I will share my ‘list of reasons’ in a separate post, this is the more in depth version.
- I strongly believe that the Appalachian Trail is magical. Mother nature is magical. It heals the mind, body and soul. There’s not much the fresh air and sunshine won’t fix and I know it can help fix my broken heart.
- Not only am I hiking the AT for me but for my dad; he would be so proud and so jealous that I am actually doing this. Dad talked about hiking it with me but would joke that he’s “too old and too tired”.
- When my dad died a piece of me died too; and I know the trail will help me bring that part of me to life again.
- To honor my family. Because of them I am able to do this.
- I want to make my mom, my husband, my brother and my grandparents proud.
- It will be a story I cant wait to tell my little niece and my future kids someday and hopefully inspire them to dream.
- To inspire all the people in my life to dream and live life to the fullest.
- The fact the the odds are against me just makes me want to hike it even more. I love a good challenge. Defying the odds will make me feel like a bad-ass if I complete the whole thing and I could use the confidence boost.
- I want to live. I want to thrive. I want to be free.
- So I can let go of everything and let in the beauty of the trail.
- I want to be completely emerged in nature. No work, no traffic, no schedule, no driving. My goal each day will be to enjoy each day. Also to survive.
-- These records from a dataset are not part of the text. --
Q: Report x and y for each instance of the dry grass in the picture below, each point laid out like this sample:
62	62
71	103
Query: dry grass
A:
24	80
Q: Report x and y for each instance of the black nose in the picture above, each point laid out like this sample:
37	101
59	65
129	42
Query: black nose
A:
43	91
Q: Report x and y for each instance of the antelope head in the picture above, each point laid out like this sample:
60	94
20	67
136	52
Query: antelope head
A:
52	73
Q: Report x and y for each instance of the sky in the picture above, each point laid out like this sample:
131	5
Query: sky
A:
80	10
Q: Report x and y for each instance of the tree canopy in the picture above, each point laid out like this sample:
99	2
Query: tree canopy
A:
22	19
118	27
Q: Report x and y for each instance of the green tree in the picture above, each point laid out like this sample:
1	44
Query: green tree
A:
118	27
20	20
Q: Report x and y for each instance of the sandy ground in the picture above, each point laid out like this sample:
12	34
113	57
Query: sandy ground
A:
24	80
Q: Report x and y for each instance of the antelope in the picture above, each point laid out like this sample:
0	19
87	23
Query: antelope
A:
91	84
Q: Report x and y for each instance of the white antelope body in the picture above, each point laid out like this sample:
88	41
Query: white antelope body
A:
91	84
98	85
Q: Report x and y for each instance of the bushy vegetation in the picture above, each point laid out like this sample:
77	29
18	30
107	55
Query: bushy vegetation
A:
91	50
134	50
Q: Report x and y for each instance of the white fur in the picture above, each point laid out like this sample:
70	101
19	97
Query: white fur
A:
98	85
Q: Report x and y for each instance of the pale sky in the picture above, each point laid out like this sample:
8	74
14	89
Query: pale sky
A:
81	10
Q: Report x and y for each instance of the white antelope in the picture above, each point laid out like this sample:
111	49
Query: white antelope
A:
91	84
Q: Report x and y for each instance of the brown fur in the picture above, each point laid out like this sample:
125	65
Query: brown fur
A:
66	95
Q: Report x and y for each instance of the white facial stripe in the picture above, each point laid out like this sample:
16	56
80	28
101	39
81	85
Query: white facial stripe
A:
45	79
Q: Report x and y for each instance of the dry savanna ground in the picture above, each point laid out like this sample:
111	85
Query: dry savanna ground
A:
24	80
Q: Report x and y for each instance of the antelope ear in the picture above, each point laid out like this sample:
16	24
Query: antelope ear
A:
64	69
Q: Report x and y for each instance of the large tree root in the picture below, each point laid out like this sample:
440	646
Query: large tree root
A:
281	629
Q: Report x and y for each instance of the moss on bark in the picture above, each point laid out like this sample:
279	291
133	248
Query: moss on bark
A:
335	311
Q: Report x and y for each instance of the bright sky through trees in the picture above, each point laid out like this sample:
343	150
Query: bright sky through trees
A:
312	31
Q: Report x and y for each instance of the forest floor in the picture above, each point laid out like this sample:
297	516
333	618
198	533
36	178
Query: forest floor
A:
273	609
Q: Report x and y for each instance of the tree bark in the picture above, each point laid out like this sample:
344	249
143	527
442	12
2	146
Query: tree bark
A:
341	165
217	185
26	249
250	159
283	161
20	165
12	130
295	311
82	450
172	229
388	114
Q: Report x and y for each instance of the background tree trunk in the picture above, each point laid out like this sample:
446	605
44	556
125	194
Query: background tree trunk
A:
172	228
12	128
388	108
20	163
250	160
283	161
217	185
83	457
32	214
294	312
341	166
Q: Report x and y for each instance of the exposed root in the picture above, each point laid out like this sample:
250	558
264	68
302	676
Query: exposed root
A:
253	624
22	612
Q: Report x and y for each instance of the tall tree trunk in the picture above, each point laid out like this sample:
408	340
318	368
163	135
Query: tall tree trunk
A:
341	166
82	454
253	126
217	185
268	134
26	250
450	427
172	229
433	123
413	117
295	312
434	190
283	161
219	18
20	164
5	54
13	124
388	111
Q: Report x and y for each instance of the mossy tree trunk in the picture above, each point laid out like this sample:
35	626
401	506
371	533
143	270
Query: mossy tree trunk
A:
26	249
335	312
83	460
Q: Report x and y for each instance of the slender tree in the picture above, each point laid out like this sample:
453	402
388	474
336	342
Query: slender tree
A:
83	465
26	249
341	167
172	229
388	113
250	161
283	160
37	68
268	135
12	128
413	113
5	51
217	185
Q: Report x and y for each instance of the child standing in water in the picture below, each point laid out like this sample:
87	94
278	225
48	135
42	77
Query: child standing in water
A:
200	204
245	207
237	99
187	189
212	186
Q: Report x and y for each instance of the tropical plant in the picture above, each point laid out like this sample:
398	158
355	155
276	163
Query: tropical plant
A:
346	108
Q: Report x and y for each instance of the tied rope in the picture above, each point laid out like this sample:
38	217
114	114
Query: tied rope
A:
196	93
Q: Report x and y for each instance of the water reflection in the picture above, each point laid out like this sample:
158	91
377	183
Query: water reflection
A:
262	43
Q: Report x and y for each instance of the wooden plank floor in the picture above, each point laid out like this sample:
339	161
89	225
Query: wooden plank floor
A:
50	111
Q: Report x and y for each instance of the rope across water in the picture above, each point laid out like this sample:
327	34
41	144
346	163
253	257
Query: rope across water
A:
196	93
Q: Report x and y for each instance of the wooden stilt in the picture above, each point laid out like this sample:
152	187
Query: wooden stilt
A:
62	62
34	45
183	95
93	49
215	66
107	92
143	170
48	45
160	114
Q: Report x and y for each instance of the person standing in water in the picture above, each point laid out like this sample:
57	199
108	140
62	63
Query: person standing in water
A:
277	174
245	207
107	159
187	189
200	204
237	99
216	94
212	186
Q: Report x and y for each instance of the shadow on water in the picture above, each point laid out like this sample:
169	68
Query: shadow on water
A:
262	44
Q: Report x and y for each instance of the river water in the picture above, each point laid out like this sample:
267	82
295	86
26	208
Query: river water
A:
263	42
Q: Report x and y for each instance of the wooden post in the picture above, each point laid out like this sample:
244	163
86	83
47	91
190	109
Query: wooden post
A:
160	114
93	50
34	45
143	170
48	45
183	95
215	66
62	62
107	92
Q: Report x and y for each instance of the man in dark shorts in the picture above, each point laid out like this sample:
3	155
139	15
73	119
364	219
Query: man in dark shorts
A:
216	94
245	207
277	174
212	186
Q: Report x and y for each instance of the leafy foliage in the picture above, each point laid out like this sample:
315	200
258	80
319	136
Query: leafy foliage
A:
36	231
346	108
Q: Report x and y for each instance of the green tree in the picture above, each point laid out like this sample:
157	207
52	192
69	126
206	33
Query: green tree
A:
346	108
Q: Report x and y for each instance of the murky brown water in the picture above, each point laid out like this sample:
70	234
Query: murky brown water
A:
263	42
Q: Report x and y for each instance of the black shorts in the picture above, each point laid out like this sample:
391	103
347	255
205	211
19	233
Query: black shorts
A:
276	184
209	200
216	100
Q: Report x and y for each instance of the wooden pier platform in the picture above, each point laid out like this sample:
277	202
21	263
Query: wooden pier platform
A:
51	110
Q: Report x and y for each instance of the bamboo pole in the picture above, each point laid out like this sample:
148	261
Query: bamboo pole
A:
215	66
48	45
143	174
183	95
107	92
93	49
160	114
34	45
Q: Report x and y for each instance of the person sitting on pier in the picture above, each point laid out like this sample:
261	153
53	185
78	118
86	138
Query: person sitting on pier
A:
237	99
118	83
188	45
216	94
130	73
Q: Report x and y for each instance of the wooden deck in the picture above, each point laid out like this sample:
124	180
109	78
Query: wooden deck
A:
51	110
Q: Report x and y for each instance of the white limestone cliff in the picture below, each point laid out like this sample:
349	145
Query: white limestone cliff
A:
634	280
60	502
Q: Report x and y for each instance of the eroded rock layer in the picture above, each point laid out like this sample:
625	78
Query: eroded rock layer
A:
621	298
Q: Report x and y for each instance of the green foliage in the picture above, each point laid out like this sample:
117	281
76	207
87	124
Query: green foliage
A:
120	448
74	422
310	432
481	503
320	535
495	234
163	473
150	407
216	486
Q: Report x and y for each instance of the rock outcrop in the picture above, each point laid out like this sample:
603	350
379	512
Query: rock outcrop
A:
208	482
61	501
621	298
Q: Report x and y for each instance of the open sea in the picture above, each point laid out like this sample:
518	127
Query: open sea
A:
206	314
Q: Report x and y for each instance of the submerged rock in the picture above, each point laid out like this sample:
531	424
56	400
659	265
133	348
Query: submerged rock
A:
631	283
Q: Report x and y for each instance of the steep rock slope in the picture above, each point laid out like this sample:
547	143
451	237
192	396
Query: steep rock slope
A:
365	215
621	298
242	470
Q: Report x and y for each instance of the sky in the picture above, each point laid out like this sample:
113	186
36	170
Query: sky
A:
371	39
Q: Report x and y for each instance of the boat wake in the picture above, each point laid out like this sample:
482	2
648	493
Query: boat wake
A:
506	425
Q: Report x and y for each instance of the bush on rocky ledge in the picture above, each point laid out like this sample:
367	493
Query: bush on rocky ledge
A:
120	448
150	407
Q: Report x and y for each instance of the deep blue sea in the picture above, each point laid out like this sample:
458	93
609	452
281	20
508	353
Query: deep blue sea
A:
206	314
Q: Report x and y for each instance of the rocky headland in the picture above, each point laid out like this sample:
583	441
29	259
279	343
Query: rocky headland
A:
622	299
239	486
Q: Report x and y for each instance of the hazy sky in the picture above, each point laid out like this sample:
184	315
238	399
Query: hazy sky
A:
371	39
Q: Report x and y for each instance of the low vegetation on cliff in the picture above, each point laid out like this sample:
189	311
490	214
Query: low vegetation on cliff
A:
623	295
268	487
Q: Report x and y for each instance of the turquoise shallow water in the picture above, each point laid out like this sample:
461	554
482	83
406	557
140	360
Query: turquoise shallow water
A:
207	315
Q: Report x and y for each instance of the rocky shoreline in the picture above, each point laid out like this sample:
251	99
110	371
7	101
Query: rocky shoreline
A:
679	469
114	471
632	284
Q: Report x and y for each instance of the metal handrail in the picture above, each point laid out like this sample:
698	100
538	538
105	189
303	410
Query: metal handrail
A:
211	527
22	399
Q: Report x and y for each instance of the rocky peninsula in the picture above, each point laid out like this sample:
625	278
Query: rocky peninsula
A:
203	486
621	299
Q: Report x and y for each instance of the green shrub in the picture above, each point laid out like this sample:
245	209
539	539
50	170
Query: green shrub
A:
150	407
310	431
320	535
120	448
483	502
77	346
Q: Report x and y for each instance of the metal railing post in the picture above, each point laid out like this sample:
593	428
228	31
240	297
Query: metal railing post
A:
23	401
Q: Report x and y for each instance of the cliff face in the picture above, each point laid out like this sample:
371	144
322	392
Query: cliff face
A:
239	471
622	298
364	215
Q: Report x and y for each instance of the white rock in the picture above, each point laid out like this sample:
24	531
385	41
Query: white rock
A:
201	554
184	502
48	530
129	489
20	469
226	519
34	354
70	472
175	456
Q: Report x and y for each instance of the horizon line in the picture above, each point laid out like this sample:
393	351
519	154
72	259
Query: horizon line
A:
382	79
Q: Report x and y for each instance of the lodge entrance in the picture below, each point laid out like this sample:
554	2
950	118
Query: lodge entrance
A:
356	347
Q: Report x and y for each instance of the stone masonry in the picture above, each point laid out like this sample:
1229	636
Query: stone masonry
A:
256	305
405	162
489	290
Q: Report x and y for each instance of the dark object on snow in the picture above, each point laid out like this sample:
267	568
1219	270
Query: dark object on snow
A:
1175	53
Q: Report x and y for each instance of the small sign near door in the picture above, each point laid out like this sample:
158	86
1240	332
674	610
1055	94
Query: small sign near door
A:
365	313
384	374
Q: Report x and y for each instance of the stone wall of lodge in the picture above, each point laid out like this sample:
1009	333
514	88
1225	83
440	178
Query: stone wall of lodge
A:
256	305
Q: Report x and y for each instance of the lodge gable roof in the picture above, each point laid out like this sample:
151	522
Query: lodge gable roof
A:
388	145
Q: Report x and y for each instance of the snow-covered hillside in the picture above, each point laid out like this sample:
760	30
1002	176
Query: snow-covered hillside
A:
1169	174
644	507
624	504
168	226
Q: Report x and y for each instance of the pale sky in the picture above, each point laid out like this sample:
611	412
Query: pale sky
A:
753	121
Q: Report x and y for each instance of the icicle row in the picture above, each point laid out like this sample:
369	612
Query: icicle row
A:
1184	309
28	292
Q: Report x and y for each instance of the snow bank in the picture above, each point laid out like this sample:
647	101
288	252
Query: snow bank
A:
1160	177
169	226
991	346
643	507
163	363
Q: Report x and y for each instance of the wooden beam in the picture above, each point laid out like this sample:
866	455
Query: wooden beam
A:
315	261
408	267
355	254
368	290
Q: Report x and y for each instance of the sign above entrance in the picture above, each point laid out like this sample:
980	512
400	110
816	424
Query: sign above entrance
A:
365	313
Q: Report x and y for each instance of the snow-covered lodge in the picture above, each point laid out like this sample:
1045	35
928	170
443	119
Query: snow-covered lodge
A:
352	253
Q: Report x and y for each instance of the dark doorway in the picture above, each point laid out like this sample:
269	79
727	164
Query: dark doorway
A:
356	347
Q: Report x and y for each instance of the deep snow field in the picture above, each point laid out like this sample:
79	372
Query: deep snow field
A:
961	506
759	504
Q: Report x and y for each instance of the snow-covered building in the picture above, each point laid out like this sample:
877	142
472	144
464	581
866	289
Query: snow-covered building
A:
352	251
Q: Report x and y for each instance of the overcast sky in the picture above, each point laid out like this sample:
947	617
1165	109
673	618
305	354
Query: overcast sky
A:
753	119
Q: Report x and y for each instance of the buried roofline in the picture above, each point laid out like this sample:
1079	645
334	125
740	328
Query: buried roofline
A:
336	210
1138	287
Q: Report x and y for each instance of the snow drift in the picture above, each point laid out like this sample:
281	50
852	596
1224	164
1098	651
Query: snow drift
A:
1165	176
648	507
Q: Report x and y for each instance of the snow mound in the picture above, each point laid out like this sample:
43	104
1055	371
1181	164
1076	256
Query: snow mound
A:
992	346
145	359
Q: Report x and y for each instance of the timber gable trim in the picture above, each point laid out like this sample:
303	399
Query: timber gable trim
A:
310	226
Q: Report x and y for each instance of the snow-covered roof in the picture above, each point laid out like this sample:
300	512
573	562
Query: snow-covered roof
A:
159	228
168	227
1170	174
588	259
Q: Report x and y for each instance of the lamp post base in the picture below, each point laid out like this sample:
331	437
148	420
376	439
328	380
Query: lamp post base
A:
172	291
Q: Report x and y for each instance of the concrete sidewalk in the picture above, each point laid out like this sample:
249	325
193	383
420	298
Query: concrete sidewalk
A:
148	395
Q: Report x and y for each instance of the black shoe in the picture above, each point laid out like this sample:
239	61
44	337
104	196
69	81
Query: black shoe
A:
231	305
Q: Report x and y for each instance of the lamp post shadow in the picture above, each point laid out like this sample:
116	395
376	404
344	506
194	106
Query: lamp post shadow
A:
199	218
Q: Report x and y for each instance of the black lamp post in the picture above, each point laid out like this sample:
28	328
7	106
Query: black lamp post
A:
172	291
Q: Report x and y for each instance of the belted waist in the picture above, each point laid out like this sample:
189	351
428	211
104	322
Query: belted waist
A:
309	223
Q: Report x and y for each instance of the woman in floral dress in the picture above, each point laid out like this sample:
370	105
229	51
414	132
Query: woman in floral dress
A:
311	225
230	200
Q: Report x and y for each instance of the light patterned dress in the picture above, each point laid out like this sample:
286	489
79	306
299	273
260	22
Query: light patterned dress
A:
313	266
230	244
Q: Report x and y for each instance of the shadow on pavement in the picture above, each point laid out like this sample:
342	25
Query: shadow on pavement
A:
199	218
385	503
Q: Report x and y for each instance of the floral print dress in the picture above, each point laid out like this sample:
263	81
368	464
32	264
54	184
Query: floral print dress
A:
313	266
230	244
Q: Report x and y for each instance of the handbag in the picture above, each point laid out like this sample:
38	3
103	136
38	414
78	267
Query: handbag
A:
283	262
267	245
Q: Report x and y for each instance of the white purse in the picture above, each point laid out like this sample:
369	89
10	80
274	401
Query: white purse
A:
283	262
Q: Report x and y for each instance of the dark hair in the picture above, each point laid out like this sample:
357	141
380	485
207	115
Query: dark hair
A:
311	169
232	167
- Why do I want to hike the AT? So I can take a long walk and smell the roses, all the roses. So I can spend everyday in the elements and let they remind me to be thankful for the sun the wind and the rain; for all the mountains, forests and trees; for each sunrise, each sunset.
If you made it this far not only am I impressed with you but with myself as well.
Now that all of that is off of my chest I must go and continue trying to lower my base weight. Only 43 days until Springer Mountain and there’s still a lot of work to be done.